Dans les temps soviétiques, les espions étaient l'un des personnages préférés de la propagande. Autour d'eux se créaient des légendes étonnantes qui, à y regarder de plus près, s'avéraient souvent être des fables. En 1969, le film « L'adjoint de son excellence » est sorti, où le personnage principal était l'espion rouge Pavel Koltsov, prétendument servant d'adjoint personnel au général Kovalevski. Cependant, en étudiant l'histoire de la guerre civile, on découvre que le prototype de Kovalevski était le général Maï-Maevski, et la personne réelle sur laquelle Koltsov était basé était Pavel Vassilievitch Makárov. Mais Makárov était-il vraiment capitaine ou espion ? Essayons de comprendre.
Pendant la Première Guerre mondiale, le corps des officiers russes a subi des pertes considérables, et les armées avaient besoin de nouveaux cadres. Après des cours accélérés, des personnes qui, en temps de paix, ne seraient pas devenues officiers ont obtenu des grades d'officier. Parmi ces sous-officiers se trouvait Pavel Makárov, originaire de Skopine, qui avait 20 ans. Ensuite commence une histoire connue uniquement par ses propres mots. À la fin de 1917, Makárov aurait soutenu les bolcheviks et s'est rendu à Melitopol pour créer de nouvelles unités rouges, mais il a été fait prisonnier par les blancs, se présentant comme capitaine au lieu de sous-officier. Dans ses mémoires, il affirmait avoir élevé son grade pour survivre, mais cette version semble douteuse, car il n'était pas nécessaire de se donner un grade pour rejoindre les troupes blanches.
En 1920, Makárov a déclaré qu'il était lié à la résistance rouge et lui transmettait des informations, mais il n'y a aucune preuve de cela.
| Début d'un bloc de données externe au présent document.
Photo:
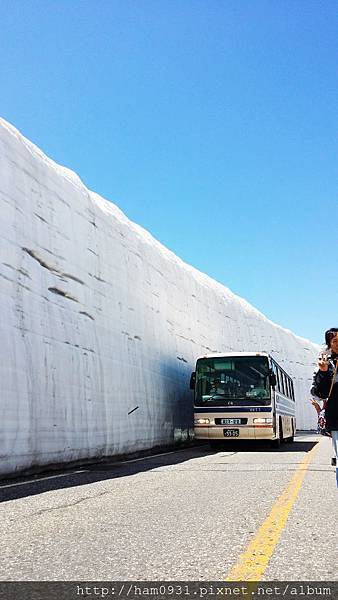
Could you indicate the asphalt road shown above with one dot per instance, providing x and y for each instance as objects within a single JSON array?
[{"x": 184, "y": 515}]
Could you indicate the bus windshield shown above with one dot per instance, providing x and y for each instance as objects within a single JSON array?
[{"x": 238, "y": 380}]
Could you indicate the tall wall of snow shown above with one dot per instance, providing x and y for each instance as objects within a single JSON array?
[{"x": 101, "y": 325}]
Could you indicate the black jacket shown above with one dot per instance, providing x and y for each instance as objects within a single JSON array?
[{"x": 321, "y": 388}]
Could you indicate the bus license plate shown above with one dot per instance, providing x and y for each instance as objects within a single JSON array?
[{"x": 231, "y": 432}]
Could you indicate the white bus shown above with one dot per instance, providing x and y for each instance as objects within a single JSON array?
[{"x": 244, "y": 395}]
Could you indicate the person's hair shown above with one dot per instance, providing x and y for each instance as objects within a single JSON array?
[{"x": 329, "y": 335}]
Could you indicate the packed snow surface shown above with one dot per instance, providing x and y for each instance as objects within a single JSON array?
[{"x": 101, "y": 324}]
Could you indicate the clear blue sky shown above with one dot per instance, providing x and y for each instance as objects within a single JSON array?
[{"x": 210, "y": 123}]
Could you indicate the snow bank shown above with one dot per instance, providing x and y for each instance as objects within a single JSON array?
[{"x": 101, "y": 324}]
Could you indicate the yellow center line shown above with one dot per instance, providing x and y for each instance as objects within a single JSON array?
[{"x": 253, "y": 562}]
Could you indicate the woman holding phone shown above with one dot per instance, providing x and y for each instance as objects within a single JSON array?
[{"x": 325, "y": 386}]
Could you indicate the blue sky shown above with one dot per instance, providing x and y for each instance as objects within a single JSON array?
[{"x": 210, "y": 123}]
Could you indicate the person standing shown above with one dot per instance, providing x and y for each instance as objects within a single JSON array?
[{"x": 325, "y": 386}]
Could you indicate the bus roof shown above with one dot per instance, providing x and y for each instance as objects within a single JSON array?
[{"x": 232, "y": 354}]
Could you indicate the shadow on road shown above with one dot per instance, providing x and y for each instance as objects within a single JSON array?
[{"x": 101, "y": 471}]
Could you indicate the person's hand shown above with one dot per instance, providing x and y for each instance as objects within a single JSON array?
[
  {"x": 323, "y": 362},
  {"x": 316, "y": 405}
]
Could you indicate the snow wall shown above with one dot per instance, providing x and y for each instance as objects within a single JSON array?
[{"x": 101, "y": 325}]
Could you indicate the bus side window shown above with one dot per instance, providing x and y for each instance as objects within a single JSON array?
[
  {"x": 279, "y": 381},
  {"x": 290, "y": 389},
  {"x": 283, "y": 384}
]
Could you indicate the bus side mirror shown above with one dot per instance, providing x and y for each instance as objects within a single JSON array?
[
  {"x": 273, "y": 380},
  {"x": 192, "y": 380}
]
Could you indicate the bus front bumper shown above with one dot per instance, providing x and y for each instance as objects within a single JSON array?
[{"x": 251, "y": 432}]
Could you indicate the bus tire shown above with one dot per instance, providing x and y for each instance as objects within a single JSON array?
[
  {"x": 292, "y": 438},
  {"x": 278, "y": 441},
  {"x": 215, "y": 444}
]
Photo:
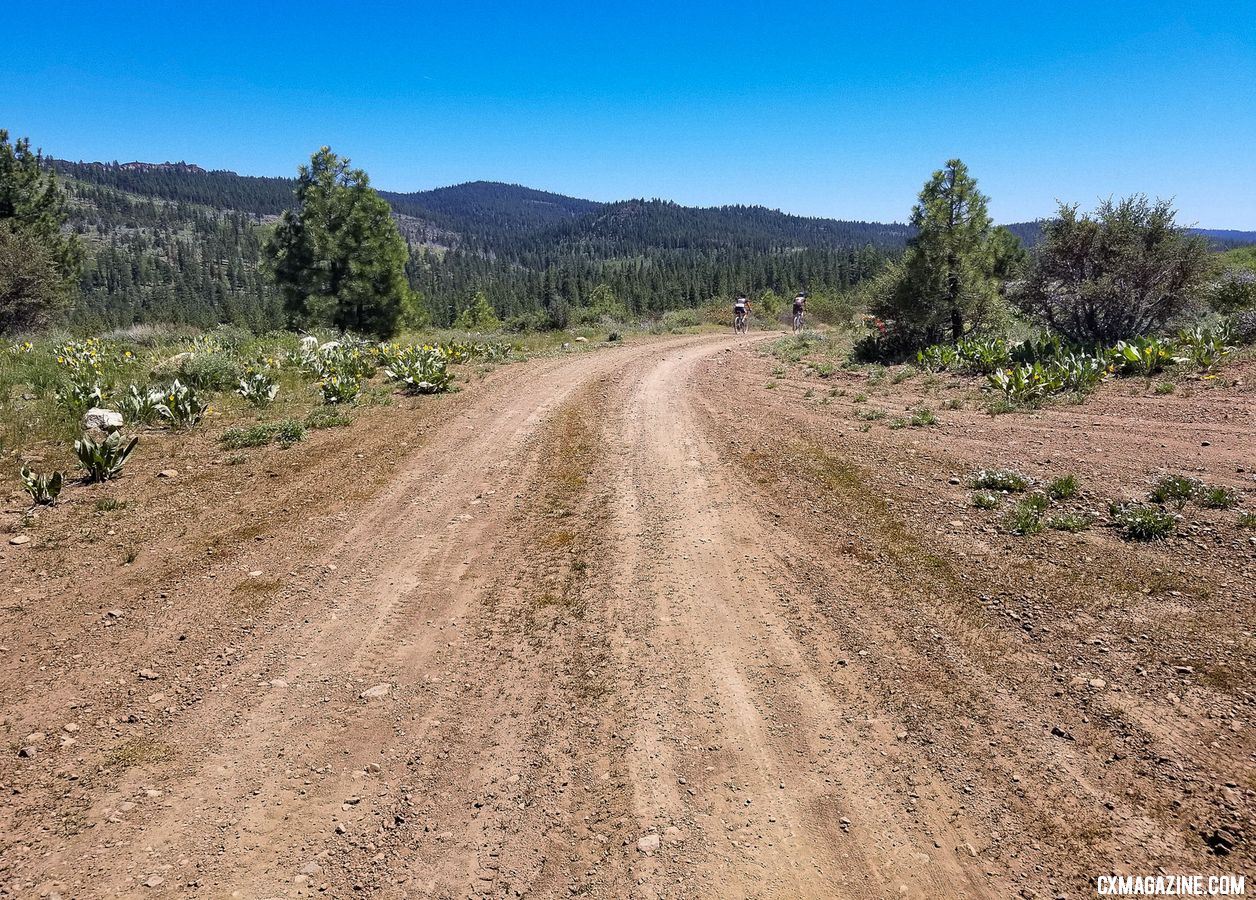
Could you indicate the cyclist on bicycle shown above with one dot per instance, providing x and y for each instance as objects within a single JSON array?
[{"x": 799, "y": 308}]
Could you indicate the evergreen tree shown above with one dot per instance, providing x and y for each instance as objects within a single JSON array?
[
  {"x": 38, "y": 262},
  {"x": 948, "y": 264},
  {"x": 477, "y": 315},
  {"x": 338, "y": 257}
]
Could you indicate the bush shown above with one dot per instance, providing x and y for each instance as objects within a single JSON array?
[
  {"x": 103, "y": 460},
  {"x": 141, "y": 404},
  {"x": 209, "y": 370},
  {"x": 339, "y": 388},
  {"x": 1146, "y": 522},
  {"x": 421, "y": 370},
  {"x": 1216, "y": 498},
  {"x": 1069, "y": 521},
  {"x": 1174, "y": 488},
  {"x": 43, "y": 488},
  {"x": 922, "y": 417},
  {"x": 1025, "y": 517},
  {"x": 1126, "y": 271},
  {"x": 1234, "y": 291},
  {"x": 985, "y": 500},
  {"x": 1000, "y": 480},
  {"x": 327, "y": 417},
  {"x": 1065, "y": 487},
  {"x": 181, "y": 406},
  {"x": 258, "y": 388},
  {"x": 285, "y": 433}
]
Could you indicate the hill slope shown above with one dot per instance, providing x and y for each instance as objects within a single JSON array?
[{"x": 176, "y": 242}]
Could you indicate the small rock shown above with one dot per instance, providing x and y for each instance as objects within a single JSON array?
[{"x": 104, "y": 421}]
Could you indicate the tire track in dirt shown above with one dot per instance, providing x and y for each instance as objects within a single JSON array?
[{"x": 741, "y": 742}]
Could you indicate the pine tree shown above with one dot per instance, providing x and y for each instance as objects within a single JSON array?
[
  {"x": 338, "y": 257},
  {"x": 38, "y": 264},
  {"x": 948, "y": 281}
]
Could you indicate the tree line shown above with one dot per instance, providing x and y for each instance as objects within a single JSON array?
[{"x": 87, "y": 250}]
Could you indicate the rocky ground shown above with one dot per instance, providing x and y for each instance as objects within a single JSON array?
[{"x": 675, "y": 619}]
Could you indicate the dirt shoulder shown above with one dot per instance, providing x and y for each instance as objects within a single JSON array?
[{"x": 600, "y": 625}]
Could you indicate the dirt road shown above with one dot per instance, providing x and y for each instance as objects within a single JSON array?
[{"x": 612, "y": 625}]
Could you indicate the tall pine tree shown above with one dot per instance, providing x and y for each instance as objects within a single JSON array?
[{"x": 338, "y": 257}]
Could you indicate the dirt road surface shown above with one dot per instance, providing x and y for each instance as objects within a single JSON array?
[{"x": 646, "y": 621}]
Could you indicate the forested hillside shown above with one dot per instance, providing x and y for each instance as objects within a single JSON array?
[{"x": 175, "y": 242}]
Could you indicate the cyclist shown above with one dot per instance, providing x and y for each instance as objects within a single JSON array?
[
  {"x": 740, "y": 309},
  {"x": 799, "y": 308}
]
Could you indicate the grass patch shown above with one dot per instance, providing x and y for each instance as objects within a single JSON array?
[
  {"x": 1174, "y": 488},
  {"x": 1069, "y": 521},
  {"x": 327, "y": 417},
  {"x": 284, "y": 433},
  {"x": 985, "y": 500},
  {"x": 1000, "y": 480},
  {"x": 1065, "y": 487},
  {"x": 1026, "y": 516},
  {"x": 1216, "y": 498},
  {"x": 922, "y": 417},
  {"x": 1146, "y": 522}
]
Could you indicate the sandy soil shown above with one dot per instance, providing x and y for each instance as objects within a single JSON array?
[{"x": 646, "y": 621}]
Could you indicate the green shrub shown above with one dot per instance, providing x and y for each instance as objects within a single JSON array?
[
  {"x": 1174, "y": 488},
  {"x": 339, "y": 388},
  {"x": 1141, "y": 357},
  {"x": 43, "y": 488},
  {"x": 181, "y": 406},
  {"x": 141, "y": 404},
  {"x": 1000, "y": 480},
  {"x": 1069, "y": 521},
  {"x": 1025, "y": 517},
  {"x": 327, "y": 417},
  {"x": 922, "y": 417},
  {"x": 103, "y": 460},
  {"x": 1216, "y": 497},
  {"x": 209, "y": 370},
  {"x": 1146, "y": 522},
  {"x": 985, "y": 500},
  {"x": 1065, "y": 487},
  {"x": 259, "y": 388}
]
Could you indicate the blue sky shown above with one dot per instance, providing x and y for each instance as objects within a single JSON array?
[{"x": 834, "y": 109}]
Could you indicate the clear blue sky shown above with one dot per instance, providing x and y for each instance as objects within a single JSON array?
[{"x": 835, "y": 109}]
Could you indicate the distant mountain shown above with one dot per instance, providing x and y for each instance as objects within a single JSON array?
[{"x": 175, "y": 242}]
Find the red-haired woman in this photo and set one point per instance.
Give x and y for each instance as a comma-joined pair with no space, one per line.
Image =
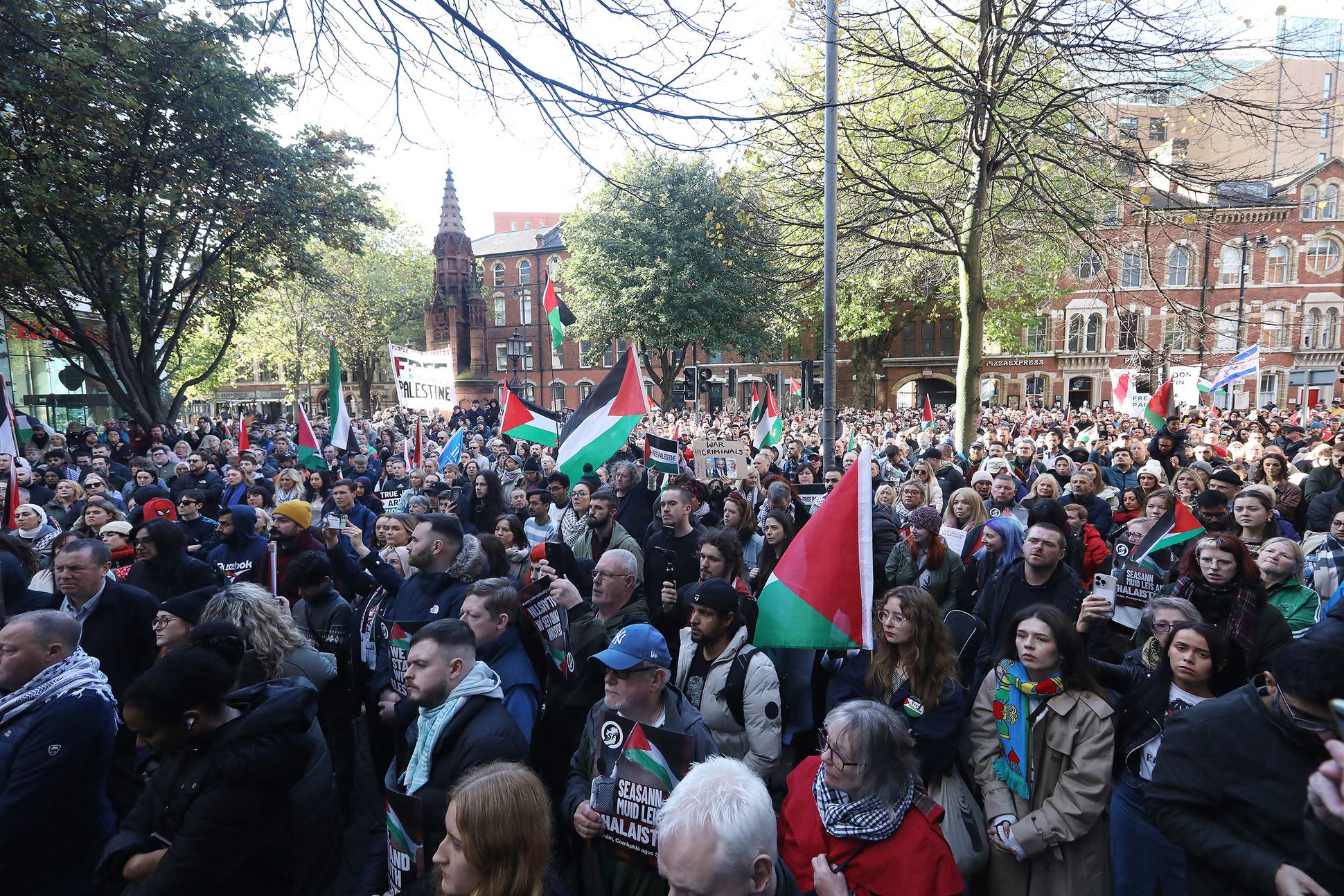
1222,580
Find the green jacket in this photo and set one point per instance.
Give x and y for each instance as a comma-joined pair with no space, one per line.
1300,604
942,582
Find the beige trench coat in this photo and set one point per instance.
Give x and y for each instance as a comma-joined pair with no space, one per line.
1062,829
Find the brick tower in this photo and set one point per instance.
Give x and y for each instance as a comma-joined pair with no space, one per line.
456,316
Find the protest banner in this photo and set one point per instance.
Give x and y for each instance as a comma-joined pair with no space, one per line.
550,622
425,380
635,767
719,460
405,839
398,636
1136,584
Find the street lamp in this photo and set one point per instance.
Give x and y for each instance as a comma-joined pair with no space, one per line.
516,351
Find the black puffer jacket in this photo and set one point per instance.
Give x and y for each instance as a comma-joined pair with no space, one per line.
251,810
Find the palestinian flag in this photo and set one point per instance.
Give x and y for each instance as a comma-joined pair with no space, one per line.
765,420
649,758
1160,406
526,421
27,425
340,433
604,422
8,445
1174,527
662,454
820,594
557,314
307,442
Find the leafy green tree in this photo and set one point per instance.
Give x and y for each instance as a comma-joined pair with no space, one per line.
141,192
671,254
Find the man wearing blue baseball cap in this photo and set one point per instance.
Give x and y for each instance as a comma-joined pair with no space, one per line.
635,668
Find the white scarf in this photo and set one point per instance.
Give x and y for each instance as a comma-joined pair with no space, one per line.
74,674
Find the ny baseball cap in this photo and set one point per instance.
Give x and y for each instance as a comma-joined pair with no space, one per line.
632,645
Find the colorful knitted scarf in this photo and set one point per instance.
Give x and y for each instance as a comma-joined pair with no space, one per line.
1011,719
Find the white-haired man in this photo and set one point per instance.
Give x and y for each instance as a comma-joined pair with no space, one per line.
718,837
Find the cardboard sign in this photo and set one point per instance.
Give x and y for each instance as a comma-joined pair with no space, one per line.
553,625
635,767
955,537
425,380
1136,584
720,460
398,636
406,857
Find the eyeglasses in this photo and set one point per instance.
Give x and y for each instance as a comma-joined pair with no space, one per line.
626,673
826,746
1302,722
En réalité, il s'occupait au quartier général de l'ivresse du général Maï-Maevski et de la vente d'une partie de l'alcool, volant en fait des biens de l'État. En Crimée, il a été arrêté, mais il s'est échappé et a commencé à se faire passer pour un espion bolchevique. Il a réussi à obtenir une récompense et à entrer dans la Tchéka. Pendant les purges, il a échappé à l'exécution, se contentant de deux ans de prison, et a vécu jusqu'en 1970.